У нее в 30-е годы была приятельница. Когда арестовали мужа А.С., та побоялась с ней встречаться. Потом ту постигла та же участь. После войны А.С. получила комнату, а та – нет, так А.С. взяла ее к себе и поселила вместе с двумя детьми, уже взрослыми. Какое-то время они так и жили. Прошли годы. И дочь, и сын той приятельницы постоянно звонили А.С., помнили о ней.

И еще о себе. Внезапно умер в другом городе самый дорогой для меня человек. А я в то время жила у А.С. (у меня была стажировка в МГУ). Я полетела на похороны, а потом вернулась к ней. И вот запомнилось. Я уснула. А ведь жили мы в одной комнате. Проснулась. Занавешен свет. А.С. смотрит «Время», но в наушниках.
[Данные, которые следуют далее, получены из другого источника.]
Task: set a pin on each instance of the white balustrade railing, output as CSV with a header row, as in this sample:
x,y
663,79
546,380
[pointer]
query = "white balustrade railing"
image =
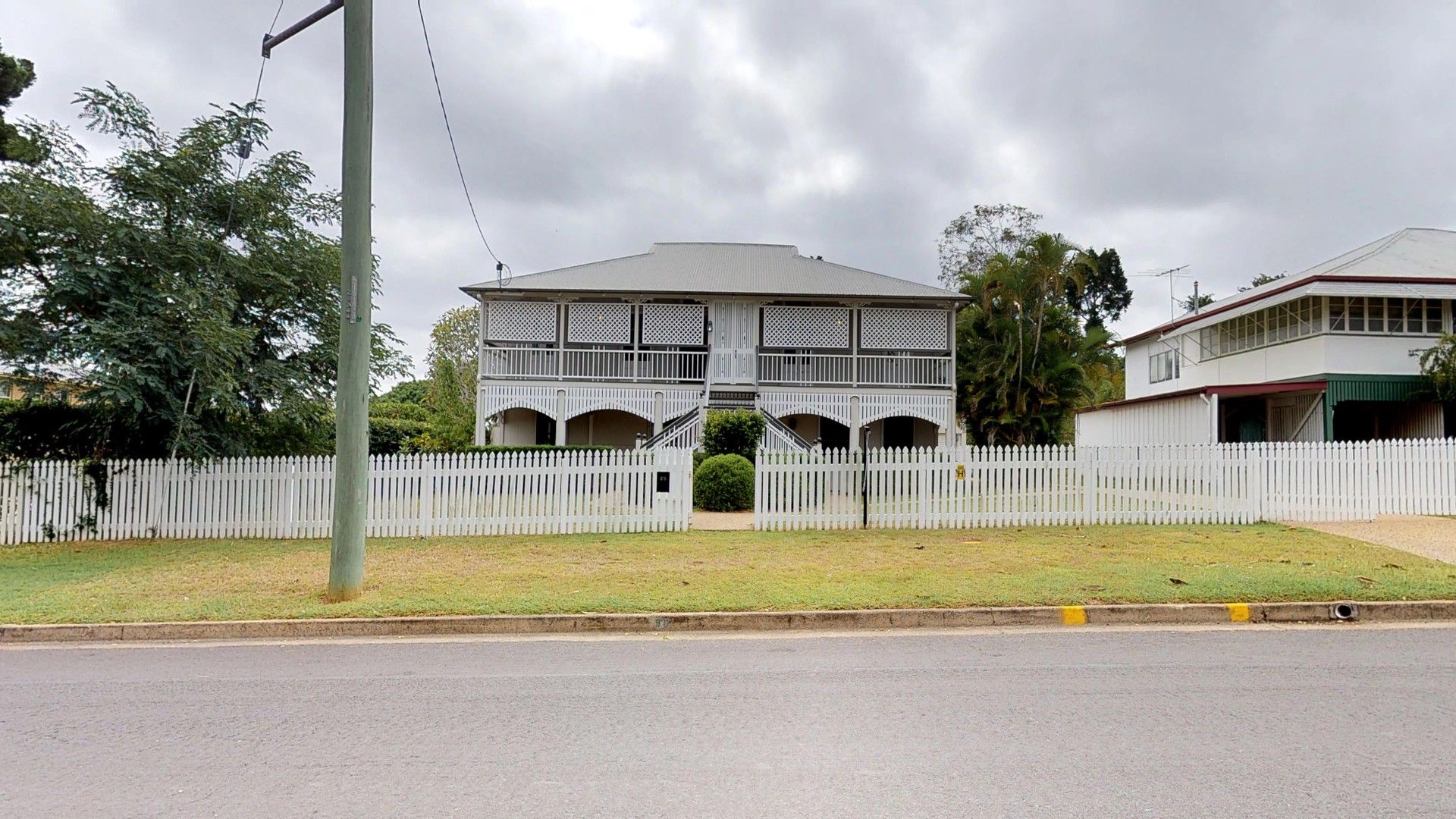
x,y
669,365
593,365
612,365
691,366
906,371
519,362
795,368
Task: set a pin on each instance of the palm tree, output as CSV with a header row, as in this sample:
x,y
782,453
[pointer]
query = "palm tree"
x,y
1022,352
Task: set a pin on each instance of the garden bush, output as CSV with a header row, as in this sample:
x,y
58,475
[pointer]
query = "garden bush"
x,y
724,483
389,436
733,431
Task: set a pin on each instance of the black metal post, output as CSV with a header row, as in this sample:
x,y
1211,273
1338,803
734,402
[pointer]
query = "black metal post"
x,y
864,479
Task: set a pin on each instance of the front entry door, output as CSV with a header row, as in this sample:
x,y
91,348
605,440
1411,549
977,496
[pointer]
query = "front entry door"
x,y
736,340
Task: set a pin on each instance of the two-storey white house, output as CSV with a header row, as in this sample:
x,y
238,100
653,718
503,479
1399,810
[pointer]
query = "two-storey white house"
x,y
631,352
1329,353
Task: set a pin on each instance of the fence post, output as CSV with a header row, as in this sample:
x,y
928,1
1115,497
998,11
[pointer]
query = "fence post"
x,y
425,466
1088,484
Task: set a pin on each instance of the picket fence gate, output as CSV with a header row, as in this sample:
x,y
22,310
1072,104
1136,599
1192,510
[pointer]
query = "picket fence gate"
x,y
1226,483
497,493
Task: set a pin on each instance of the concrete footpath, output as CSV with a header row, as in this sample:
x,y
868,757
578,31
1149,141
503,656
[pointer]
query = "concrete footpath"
x,y
1128,614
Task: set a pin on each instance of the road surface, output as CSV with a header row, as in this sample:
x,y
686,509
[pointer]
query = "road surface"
x,y
1241,722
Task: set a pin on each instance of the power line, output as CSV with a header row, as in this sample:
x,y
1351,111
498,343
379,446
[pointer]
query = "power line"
x,y
465,187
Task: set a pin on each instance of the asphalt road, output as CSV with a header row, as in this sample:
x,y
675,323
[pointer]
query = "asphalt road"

Всегда думая о других, всегда в заботах о других... Верный друг – вот кем она была для меня.

И еще. О ее любви к жизни, ее интересах. Огромное жизнелюбие! Постоянно бывала на концертах. Филармония, консерватория. Буквально бегала на концерты. Выставки – ходила на все новые. Попасть было трудно – очереди. Но у А.С. было удостоверение, то ли что она подвергалась репрессиям, то ли, что она вдова расстрелянного, но ее пропускали без очереди, а она имела право провести с собой и таскала меня.

Татьяна Львовна Гурина

Родилась в Ленинграде. Окончила Ленинградский государственный университет, отделение испанского языка и литературы. Защитила кандидатскую диссертацию в Педагогическом институте им. Герцена. Преподавала историю зарубежной литературы, главным образом, XX века в Борисоглебском педагогическом институте, затем в Воронежском университете. Через 26 лет вернулась в Ленинград и с 1991 г. работала в институте им. Герцена, а также в Петербургском институте иудаики и других вузах.

Воспоминания Т.Л. Гуриной хранятся в ЦАИЕН. Текст набран Леей Барбараш.